Den Terminus von der „schweren Schlappe“ für seine Behörde mag Landrat Michael Roesberg nicht kommentieren: „Das ist ein Rückschlag“, sagt der Landrat, den er sehr bedauere. Sobald das schriftliche Urteil vorliege, werde seine Behörde zusammen mit dem Fachanwalt beraten, was zu tun sei. Roesberg: „Wir stehen hinter dieser Planung.“ Ob vor dem Oberverwaltungsgericht eine Nicht-Zulassungsbeschwerde eingereicht werde, ergebe sich aus der Beurteilung des schriftlichen Urteils. Diese Beschwerde wäre der erste Schritt im weiteren Klageverfahren, denn die Stader Richter hatten keine Berufung zugelassen. Ein anderer Weg wäre eine neue Trassenplanung. Roesberg: „Die würde auch Menschen und den Naturschutz tangieren.“ Roesberg gesteht zu: „Wenn die A 26 fertig ist, wird es höchstwahrscheinlich keinen A-26-Zubringer für die Buxtehuder geben.“

Was den Landrat auf der politischen Bühne des Kreistages erwartet, kündigt der SPD-Fraktionsvorsitzende Björn Protze an: „Wir werden darauf pochen, dass keine weiteren Klagewege für die Rübker Straße begangen werden, sondern unverzüglich eine neue Planung für eine andere Trassenvariante angefangen wird.“ Der Genosse will auch die schriftliche Urteilsbegründung abwarten und „gegebenenfalls über mögliche Konsequenzen in der Kreisverwaltung“ reden. Protze: „Aufgrund der vorliegenden Aussagen des Gerichtes ist klar, dass die vorgelegte Planung ziemlich vermurkst war.“ Die SPD-Kreistagsfraktion sieht aber weiter die Notwendigkeit, dass Buxtehude einen Autobahnanschluss brauche.

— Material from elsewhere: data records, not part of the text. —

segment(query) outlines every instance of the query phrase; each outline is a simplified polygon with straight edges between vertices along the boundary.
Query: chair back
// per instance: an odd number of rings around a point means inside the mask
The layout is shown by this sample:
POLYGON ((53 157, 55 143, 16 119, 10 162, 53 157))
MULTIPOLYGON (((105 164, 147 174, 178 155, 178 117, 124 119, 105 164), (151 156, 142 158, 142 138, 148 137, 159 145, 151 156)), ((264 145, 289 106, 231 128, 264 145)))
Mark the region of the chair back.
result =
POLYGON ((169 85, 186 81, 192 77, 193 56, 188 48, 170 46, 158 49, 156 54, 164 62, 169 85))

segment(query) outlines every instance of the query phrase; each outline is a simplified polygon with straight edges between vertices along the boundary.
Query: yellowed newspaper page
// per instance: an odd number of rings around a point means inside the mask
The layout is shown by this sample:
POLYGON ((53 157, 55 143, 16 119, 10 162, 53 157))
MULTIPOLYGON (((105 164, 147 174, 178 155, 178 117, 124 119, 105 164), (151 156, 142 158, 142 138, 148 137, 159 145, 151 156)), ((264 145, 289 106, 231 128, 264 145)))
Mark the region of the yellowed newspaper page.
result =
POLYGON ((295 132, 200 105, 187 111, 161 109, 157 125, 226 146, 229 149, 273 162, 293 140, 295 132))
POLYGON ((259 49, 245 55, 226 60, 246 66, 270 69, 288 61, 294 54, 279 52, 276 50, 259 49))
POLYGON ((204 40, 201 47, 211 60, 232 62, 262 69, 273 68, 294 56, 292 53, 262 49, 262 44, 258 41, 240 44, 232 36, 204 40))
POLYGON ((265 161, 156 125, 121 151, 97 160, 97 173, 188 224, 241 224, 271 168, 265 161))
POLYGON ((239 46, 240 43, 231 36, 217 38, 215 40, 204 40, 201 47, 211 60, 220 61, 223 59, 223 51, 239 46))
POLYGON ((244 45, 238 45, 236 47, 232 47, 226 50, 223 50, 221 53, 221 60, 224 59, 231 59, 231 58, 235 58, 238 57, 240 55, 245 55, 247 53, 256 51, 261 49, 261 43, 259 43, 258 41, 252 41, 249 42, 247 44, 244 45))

„Der gerichtliche Stopp der Planungen für den A-26-Zubringer an der Rübker Straße ist eine schlechte Nachricht für die Hansestadt Buxtehude“, sagt Buxtehudes Bürgermeisterin Katja Oldenburg-Schmidt (parteilos): „Für den Wohn- und Wirtschaftsstandort Buxtehude ist eine zentrale Anschlussstelle zur A 26 nach wie vor dringend erforderlich. Ich sehe mit Sorge, dass sich die erhoffte verkehrliche Entlastung jetzt nicht mehr zeitnah realisieren lässt“, so Buxtehudes Bürgermeisterin Oldenburg-Schmidt. Sie denke dabei vor allem an Dammhausen und die Ortschaften an der B 73. „Es bleibt abzuwarten, ob der Landkreis als Träger des Planfeststellungsverfahrens gegen die Nichtzulassung der Berufung vorgehen wird.“

„Fast alle unsere Gegenargumente, die wir seit 2011 bringen, wurden vom Gericht bestätigt“, sagt Ulrich Felgentreu, Sprecher der Bürgerinitiative Rübker Straße, Anwohner und Ratsherr der Grünen. Bei vielen BI-Mitgliedern falle jetzt erst einmal die Anspannung der vergangenen neun Jahre ab. Es sei eine belastende Situation gewesen. Felgentreu ist wichtig, dass die BI und dann auch die Grünen immer wieder Vorschläge gemacht hätten, wie der Autoverkehr in Buxtehude ohne den Ausbau der Rübker Straße aussehen könnte. „Landrat Michael Roesberg hat jetzt die Quittung dafür bekommen, dass er die Rübker Straße um jeden Preis durchsetzen wollte“, so Ulrich Felgentreu. Er berichtet auch, dass es viele persönliche Anfeindungen in den Sozialen Medien gegen seine Person gebe.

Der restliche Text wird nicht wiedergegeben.